Jakub Lis

Personal information
- Date of birth: 14 January 2002 (age 24)
- Place of birth: Poznań, Poland
- Height: 1.78 m (5 ft 10 in)
- Position: Defender

Team information
- Current team: Chrobry Głogów
- Number: 28

Youth career
- 0000–2015: Biały Orzeł Koźmin Wielkopolski
- 2015–2016: Lech Poznań
- 2017–2019: Pogoń Szczecin

Senior career*
- Years: Team / Apps / (Gls)
- 2019–2026: Pogoń Szczecin II / 61 / (4)
- 2022–2024: → Motor Lublin (loan) / 43 / (3)
- 2024–2026: Pogoń Szczecin / 17 / (0)
- 2026–: Chrobry Głogów / 10 / (1)

= Jakub Lis =

Polish footballer

Jakub Lis (born 14 January 2002) is a Polish professional footballer who plays as a defender for I liga club Chrobry Głogów.

== Career ==
=== Youth career ===
Lis started his youth career in Biały Orzeł Koźmin Wielkopolski. During the 2015–16 season, he joined Lech Poznań's youth system. In 2017, he made the move to Pogoń Szczecin's academy, where he spent the rest of his youth career.

=== Pogoń Szczecin ===
Lis made his debut for Pogoń's reserve team on 1 August 2020, during a 1–5 away victory over Nielba Wągrowiec. He scored his first goal for the team in the 77th minute of a 0–2 away victory with KP Chemik Police on 31 October. On 20 October 2021, he made his debut in UEFA Youth League in a 4–0 away loss to Deportivo de La Coruña's youth team. Overall, before his loan to II liga club Motor Lublin, he made 49 appearances for Pogoń II and scored three goals.

==== Loan to Motor Lublin ====
On 28 July 2022, he joined II liga club Motor Lublin on a year-long loan. In his new team, he played as a defender, defensive and offensive midfielder and as a winger. He was assigned with squad number 73. He made his debut there in a 2–0 away loss to Górnik Polkowice on 30 July 2022, during which he came off the bench in the 61st minute, replacing Leszek Jagodziński. He scored his first goal for Motor on 24 February 2022, in the 79th minute of a 3–1 home rematch against Górnik. During the 2022–23 season, Lis played in 22 matches, scoring three goals.

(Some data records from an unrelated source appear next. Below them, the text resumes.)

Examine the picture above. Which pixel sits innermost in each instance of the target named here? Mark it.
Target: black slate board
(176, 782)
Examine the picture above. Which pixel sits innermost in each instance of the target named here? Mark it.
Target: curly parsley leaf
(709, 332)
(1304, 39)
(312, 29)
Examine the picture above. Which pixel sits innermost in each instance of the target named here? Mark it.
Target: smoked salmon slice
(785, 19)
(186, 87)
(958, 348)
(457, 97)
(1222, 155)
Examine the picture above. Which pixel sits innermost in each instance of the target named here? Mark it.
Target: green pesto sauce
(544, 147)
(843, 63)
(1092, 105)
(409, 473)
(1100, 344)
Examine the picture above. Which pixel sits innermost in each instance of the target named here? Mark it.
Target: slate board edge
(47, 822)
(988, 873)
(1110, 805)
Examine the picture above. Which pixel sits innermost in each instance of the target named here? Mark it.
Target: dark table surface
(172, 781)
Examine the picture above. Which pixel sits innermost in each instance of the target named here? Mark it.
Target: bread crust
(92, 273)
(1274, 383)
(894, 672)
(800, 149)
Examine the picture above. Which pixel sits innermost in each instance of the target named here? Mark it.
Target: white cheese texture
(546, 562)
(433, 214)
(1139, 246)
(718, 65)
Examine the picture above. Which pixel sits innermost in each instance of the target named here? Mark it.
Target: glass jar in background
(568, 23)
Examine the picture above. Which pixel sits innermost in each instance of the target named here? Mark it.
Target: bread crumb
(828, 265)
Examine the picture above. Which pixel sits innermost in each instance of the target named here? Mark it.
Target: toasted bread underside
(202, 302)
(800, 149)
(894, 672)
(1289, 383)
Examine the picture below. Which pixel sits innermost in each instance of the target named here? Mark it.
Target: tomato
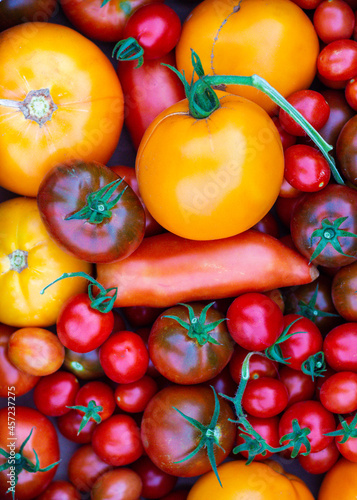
(117, 440)
(346, 150)
(265, 397)
(98, 219)
(232, 163)
(338, 393)
(259, 480)
(321, 461)
(60, 490)
(299, 385)
(305, 168)
(102, 23)
(148, 91)
(168, 438)
(182, 270)
(43, 440)
(156, 483)
(340, 346)
(340, 482)
(124, 357)
(20, 11)
(156, 27)
(334, 20)
(36, 351)
(254, 321)
(312, 415)
(84, 468)
(338, 60)
(190, 344)
(54, 393)
(324, 226)
(264, 36)
(117, 484)
(77, 91)
(134, 397)
(10, 376)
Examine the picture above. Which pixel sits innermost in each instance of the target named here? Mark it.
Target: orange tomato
(212, 178)
(87, 103)
(271, 38)
(257, 481)
(340, 482)
(30, 260)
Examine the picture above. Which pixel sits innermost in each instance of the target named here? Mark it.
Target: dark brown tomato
(191, 354)
(169, 438)
(324, 226)
(346, 150)
(89, 221)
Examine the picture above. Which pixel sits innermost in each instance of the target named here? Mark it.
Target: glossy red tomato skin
(156, 27)
(82, 328)
(101, 23)
(55, 392)
(254, 321)
(311, 105)
(117, 440)
(156, 483)
(334, 20)
(124, 357)
(148, 90)
(340, 346)
(64, 191)
(338, 60)
(181, 359)
(168, 437)
(265, 397)
(43, 439)
(321, 461)
(299, 385)
(333, 202)
(300, 346)
(313, 415)
(338, 393)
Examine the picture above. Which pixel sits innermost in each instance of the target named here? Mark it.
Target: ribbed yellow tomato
(79, 109)
(271, 38)
(211, 178)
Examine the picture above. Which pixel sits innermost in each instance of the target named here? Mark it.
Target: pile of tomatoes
(187, 328)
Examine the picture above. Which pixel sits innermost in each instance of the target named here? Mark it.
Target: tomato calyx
(348, 430)
(129, 49)
(209, 435)
(20, 462)
(90, 412)
(18, 260)
(197, 328)
(329, 233)
(99, 205)
(37, 106)
(314, 365)
(102, 302)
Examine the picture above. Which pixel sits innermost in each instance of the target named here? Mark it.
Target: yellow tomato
(30, 260)
(271, 38)
(210, 178)
(257, 481)
(87, 103)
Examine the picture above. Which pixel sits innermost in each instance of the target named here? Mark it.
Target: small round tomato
(54, 393)
(338, 393)
(117, 440)
(35, 351)
(254, 321)
(91, 212)
(124, 357)
(189, 343)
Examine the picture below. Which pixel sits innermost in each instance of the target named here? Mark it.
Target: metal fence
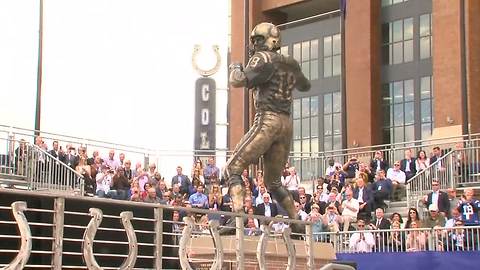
(310, 165)
(27, 166)
(43, 230)
(457, 238)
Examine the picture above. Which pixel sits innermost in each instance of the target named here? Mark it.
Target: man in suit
(439, 198)
(407, 165)
(267, 208)
(183, 181)
(364, 197)
(378, 163)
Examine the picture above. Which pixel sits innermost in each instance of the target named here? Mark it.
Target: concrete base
(202, 253)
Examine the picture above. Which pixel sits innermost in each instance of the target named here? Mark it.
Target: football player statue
(273, 77)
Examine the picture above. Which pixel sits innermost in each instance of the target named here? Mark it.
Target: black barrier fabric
(414, 260)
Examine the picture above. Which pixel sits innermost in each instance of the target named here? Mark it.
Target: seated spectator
(279, 226)
(437, 197)
(104, 183)
(407, 165)
(128, 170)
(151, 196)
(302, 214)
(215, 198)
(351, 167)
(305, 205)
(251, 228)
(422, 161)
(364, 197)
(267, 208)
(382, 189)
(332, 218)
(291, 182)
(332, 167)
(398, 181)
(450, 223)
(416, 240)
(434, 218)
(110, 161)
(199, 199)
(397, 238)
(182, 180)
(120, 184)
(378, 163)
(396, 217)
(318, 226)
(361, 241)
(350, 208)
(413, 216)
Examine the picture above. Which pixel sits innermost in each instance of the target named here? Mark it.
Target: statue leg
(253, 144)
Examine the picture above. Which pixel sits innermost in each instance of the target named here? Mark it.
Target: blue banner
(414, 260)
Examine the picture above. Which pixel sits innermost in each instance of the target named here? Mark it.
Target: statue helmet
(265, 36)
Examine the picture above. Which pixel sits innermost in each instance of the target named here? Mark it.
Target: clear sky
(114, 70)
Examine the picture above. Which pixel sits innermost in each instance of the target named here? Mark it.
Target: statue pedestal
(202, 253)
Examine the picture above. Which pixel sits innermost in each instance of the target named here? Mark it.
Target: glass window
(332, 51)
(327, 67)
(400, 122)
(314, 49)
(397, 41)
(425, 36)
(296, 51)
(305, 50)
(327, 46)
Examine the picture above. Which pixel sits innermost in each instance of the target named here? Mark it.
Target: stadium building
(382, 71)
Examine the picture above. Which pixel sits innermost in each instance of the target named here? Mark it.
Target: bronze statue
(273, 77)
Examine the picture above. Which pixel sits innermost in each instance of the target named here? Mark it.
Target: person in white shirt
(302, 214)
(350, 208)
(291, 182)
(361, 241)
(332, 167)
(397, 177)
(104, 182)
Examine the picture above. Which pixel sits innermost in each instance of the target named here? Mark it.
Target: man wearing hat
(435, 218)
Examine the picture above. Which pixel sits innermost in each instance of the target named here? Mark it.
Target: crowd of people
(349, 197)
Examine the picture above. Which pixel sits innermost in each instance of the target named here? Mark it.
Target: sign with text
(205, 115)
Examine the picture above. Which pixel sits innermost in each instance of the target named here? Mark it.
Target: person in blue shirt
(382, 189)
(198, 199)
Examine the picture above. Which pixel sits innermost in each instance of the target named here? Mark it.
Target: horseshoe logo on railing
(182, 245)
(25, 237)
(205, 73)
(217, 244)
(262, 246)
(89, 236)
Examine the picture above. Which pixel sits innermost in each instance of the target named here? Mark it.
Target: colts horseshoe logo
(209, 72)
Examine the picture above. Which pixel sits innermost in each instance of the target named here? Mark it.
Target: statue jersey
(469, 211)
(273, 77)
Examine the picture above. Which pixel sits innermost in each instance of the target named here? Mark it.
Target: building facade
(406, 69)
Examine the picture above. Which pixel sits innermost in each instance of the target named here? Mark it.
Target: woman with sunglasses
(413, 216)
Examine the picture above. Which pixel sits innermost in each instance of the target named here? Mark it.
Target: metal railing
(457, 238)
(442, 170)
(29, 167)
(73, 232)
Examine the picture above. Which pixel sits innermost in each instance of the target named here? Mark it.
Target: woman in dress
(413, 216)
(422, 162)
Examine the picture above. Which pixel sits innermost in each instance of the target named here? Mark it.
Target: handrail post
(158, 213)
(58, 223)
(239, 238)
(309, 246)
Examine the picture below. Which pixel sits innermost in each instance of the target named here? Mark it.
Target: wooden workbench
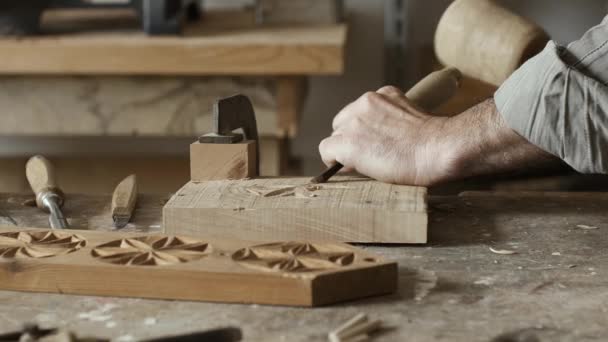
(96, 75)
(453, 289)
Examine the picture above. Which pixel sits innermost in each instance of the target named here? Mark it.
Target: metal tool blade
(56, 218)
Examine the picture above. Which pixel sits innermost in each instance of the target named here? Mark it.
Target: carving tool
(431, 92)
(230, 114)
(49, 197)
(123, 201)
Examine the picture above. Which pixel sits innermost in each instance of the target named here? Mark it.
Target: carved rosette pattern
(294, 257)
(151, 251)
(38, 244)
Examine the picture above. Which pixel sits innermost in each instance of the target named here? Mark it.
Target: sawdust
(302, 191)
(586, 227)
(502, 251)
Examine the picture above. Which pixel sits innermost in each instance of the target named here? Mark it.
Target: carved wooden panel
(183, 268)
(346, 209)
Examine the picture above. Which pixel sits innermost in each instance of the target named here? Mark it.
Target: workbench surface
(453, 289)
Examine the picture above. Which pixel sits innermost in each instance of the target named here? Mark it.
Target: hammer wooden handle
(41, 176)
(435, 89)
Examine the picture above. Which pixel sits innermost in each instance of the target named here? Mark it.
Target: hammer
(431, 92)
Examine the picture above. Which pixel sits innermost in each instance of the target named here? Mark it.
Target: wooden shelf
(205, 49)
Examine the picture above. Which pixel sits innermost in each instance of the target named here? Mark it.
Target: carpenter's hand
(386, 137)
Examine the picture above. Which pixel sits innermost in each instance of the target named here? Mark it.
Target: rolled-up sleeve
(558, 101)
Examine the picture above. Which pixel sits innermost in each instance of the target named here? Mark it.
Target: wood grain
(245, 50)
(346, 209)
(131, 106)
(183, 268)
(222, 161)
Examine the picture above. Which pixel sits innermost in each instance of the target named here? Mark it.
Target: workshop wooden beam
(346, 209)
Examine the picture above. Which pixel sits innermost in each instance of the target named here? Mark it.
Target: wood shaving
(287, 191)
(502, 251)
(586, 227)
(304, 192)
(254, 191)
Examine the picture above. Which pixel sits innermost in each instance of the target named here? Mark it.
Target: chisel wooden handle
(435, 89)
(41, 176)
(430, 93)
(123, 201)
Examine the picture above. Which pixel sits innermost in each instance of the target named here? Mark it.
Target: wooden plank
(183, 268)
(286, 49)
(346, 209)
(131, 106)
(302, 11)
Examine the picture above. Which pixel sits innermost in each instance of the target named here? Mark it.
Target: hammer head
(230, 114)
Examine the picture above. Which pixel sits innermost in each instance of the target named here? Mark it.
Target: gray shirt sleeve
(558, 100)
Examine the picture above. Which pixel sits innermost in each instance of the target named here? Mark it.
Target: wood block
(222, 161)
(182, 268)
(346, 209)
(131, 106)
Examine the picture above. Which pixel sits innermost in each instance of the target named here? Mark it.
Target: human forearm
(479, 142)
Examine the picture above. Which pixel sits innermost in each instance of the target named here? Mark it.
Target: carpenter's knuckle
(390, 90)
(369, 97)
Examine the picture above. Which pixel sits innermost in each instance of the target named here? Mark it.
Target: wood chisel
(431, 92)
(49, 197)
(123, 201)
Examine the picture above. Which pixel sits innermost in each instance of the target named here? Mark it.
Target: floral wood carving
(38, 244)
(294, 257)
(151, 251)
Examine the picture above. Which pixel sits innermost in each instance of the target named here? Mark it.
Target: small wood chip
(586, 227)
(288, 191)
(502, 251)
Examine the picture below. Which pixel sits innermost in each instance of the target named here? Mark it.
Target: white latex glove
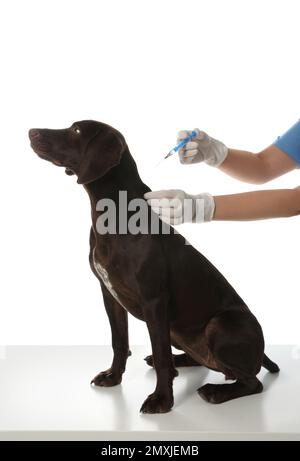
(203, 148)
(177, 207)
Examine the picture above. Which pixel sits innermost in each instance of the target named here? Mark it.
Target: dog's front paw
(149, 360)
(157, 403)
(107, 378)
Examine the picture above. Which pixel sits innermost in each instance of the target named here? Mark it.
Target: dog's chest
(103, 274)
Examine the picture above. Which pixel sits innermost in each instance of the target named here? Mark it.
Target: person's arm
(257, 168)
(257, 205)
(277, 159)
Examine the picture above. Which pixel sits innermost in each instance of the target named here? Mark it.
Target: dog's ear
(102, 153)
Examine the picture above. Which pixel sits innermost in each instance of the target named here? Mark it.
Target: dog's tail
(269, 365)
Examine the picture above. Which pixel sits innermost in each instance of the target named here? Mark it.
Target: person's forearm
(257, 168)
(257, 205)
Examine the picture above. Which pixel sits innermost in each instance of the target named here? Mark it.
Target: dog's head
(88, 149)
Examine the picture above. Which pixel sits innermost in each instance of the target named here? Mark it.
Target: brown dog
(159, 279)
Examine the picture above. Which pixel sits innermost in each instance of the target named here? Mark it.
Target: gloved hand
(202, 148)
(177, 207)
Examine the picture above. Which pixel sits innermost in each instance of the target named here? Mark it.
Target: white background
(149, 68)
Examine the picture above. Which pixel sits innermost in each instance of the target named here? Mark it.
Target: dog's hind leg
(180, 360)
(236, 343)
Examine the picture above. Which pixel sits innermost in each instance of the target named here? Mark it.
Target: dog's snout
(34, 133)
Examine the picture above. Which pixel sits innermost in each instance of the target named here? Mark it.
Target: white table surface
(45, 395)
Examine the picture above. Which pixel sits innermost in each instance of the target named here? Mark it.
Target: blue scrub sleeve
(289, 142)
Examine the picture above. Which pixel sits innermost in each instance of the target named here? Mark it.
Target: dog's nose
(34, 133)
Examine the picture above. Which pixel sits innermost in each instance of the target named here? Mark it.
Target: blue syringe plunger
(181, 144)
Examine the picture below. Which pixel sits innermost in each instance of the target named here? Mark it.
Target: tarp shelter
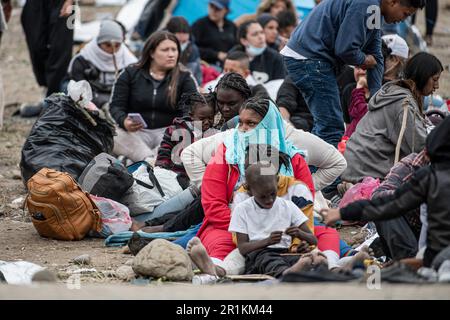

His loan was extended in July 2023 for a further year. He made his I liga debut during a 3–2 home victory over Zagłębie Sosnowiec on 21 July. Lis made his first I liga start in the following month, on 6 August, in a 1–1 draw against GKS Katowice. Throughout that season, he made 25 appearances without scoring a goal.

==== First-team breakthrough ====
On 4 June 2024, he returned from the loan and was given squad number 17. His contract with Pogoń was prolonged by two years with an option for a further twelve months. On 10 August 2024, Lis made his Ekstraklasa debut in a 1–0 home victory over Stal Mielec, coming off the bench in the 83rd minute to replace Linus Wahlqvist. The following day, he played a full-time match with Wda Świecie for Pogoń's reserve team.

In total, he made 17 appearances for Pogoń's senior team, all in the Ekstraklasa.

=== Chrobry Głogów ===
On 18 February 2026, Lis joined second-tier club Chrobry Głogów on a deal until June 2028.